On people waiting, I do know of a family private renting, high costs while their mother is elderly and extremely wealthy. (had a massive life insurance payment and huge property also which she has downsized from) I don;t understand why in that position she doesn't help them. But it seems not to be the 'done thing' for some reason. I would.

RowdyYates · 10/07/2019 17:19

Thatcher encouraged us all to be home-owners at about the same time the dementia wards were closed.

IncandescentShadow · 10/07/2019 17:19

I live in a rural area. Most of the farms around here are not occupied by farmers, in that the actual farming is contracted out, but by landowners who seem to have had no discernible career or jobs in the past, but have inherited the money to buy said farms. Or theres a few country estates types too, same thing. This also has the advantage of being inline for that other great wealth creator in modern day Britain, selling your land for housing.

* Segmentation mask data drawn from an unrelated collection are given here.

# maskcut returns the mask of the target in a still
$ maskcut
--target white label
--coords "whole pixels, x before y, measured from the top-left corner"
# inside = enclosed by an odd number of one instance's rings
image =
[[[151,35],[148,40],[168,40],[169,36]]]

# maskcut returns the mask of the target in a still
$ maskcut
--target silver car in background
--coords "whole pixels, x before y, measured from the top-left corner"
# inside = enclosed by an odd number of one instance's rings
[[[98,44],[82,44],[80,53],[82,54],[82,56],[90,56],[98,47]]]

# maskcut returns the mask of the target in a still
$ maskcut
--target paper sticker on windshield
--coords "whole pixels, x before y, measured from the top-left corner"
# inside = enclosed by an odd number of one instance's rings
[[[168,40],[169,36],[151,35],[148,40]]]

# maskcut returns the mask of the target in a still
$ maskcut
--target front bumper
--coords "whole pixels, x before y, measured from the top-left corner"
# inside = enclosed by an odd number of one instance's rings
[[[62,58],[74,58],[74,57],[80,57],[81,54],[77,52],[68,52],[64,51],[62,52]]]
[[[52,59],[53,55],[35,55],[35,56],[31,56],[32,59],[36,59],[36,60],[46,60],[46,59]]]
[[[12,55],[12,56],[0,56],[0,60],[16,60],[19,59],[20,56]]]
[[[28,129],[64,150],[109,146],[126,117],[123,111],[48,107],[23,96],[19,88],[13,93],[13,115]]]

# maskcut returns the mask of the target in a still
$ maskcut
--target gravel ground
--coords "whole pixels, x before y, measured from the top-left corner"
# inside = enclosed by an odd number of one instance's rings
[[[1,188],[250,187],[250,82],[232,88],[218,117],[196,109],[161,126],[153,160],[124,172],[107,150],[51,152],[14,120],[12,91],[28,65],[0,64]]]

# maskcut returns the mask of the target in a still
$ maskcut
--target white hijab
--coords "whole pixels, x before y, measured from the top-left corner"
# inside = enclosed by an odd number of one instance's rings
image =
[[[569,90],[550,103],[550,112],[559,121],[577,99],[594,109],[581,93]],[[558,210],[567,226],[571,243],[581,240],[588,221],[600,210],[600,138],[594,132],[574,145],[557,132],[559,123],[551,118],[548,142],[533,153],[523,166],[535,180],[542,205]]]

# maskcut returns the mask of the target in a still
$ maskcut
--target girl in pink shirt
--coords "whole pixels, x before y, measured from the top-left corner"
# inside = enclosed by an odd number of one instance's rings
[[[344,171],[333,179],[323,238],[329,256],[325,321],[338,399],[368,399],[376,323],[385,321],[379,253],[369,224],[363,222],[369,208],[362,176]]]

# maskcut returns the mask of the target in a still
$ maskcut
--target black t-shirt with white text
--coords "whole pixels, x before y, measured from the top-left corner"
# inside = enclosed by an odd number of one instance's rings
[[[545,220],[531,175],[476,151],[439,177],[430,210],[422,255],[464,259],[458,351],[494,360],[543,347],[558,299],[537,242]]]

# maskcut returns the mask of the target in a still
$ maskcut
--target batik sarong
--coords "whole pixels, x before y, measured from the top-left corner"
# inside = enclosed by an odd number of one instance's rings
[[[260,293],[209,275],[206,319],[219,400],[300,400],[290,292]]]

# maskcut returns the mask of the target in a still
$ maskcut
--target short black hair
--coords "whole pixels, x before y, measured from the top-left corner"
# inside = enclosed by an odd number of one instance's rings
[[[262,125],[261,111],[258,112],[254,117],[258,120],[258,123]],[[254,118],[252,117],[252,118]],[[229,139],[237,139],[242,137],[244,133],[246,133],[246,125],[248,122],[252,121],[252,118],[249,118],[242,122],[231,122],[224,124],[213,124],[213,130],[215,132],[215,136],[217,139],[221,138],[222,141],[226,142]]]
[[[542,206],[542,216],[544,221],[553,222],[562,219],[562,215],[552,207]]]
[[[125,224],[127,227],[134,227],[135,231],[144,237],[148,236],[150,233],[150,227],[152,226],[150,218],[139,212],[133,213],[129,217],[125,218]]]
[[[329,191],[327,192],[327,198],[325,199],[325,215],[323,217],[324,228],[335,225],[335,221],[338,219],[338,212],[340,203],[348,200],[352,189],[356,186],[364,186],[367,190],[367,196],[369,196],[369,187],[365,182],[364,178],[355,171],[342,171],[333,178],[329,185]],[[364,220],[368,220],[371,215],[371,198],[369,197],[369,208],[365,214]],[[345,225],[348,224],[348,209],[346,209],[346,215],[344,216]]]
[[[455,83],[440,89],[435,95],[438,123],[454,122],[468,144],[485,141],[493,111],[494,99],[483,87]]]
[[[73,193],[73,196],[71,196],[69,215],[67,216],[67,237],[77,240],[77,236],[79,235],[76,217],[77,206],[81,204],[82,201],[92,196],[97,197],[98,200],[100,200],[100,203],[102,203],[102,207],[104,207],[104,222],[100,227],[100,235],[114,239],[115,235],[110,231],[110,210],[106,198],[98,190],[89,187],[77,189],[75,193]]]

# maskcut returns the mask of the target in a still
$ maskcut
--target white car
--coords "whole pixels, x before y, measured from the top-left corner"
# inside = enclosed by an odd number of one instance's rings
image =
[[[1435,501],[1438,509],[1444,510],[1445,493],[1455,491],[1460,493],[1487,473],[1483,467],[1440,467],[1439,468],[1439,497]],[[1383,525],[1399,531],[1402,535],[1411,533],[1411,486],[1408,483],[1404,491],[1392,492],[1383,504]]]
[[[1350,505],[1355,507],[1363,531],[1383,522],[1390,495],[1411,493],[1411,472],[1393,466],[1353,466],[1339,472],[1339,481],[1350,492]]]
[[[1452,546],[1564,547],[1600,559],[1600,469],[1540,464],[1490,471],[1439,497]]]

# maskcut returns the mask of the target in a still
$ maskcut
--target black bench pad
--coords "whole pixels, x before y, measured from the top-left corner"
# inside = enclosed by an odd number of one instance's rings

When I worked in conveyancing, I used to wonder who on earth bought those over-priced two bedroom new build city centre flats. And then I got several children of farmers who had sold land for housing in a row, all being bought their luxury flats at the age of 17or 18, plasma screen tv and other toys included in the purchase price.

Give me buy-to-letters any day. At least they put a bit of work in.

mimibunz · 10/07/2019 17:19

I’m really not a Tory but it’s exasperating the number of women on MN wondering if they can afford a third child or whether to keep a pregnancy at 17....these are their decisions to make but don’t ask me to give up my taxable inheritance or not provide for my relatives when I die.

IrmaFayLear · 10/07/2019 17:19

The pil galloped through £650K (their house and savings) as both lived with dementia for quite a few years and required care.

Otoh friend of mine has just inherited £1.5m as her dm died suddenly (at 80, so not tragically young); the house only had 3 beds but it was in a posh bit of outer London.

Inheritance is a lottery and with the increase in home owning in the last few years will make social mobility worse - not so much class based now as area based.

user87382294757 · 10/07/2019 17:22

More people are needing care as living longer but yes I too read most of us don't need residential care. A minority too (although some others might need some care at home which is cheaper)

Kleptronic · 10/07/2019 17:25

My grandad spent £50k in premium bonds on a woman the same age as me. My Mum was absolutely furious.

RowdyYates · 10/07/2019 17:25

On the subject of pensioners downsizing: my parents bought a small bungalow, it was ideal for about a decade. Now one of them is in bad health and needs various disability aids there's no room! Even just the incontinence supplies need a large storage space (three months worth delivered at a time, you can't request just one month).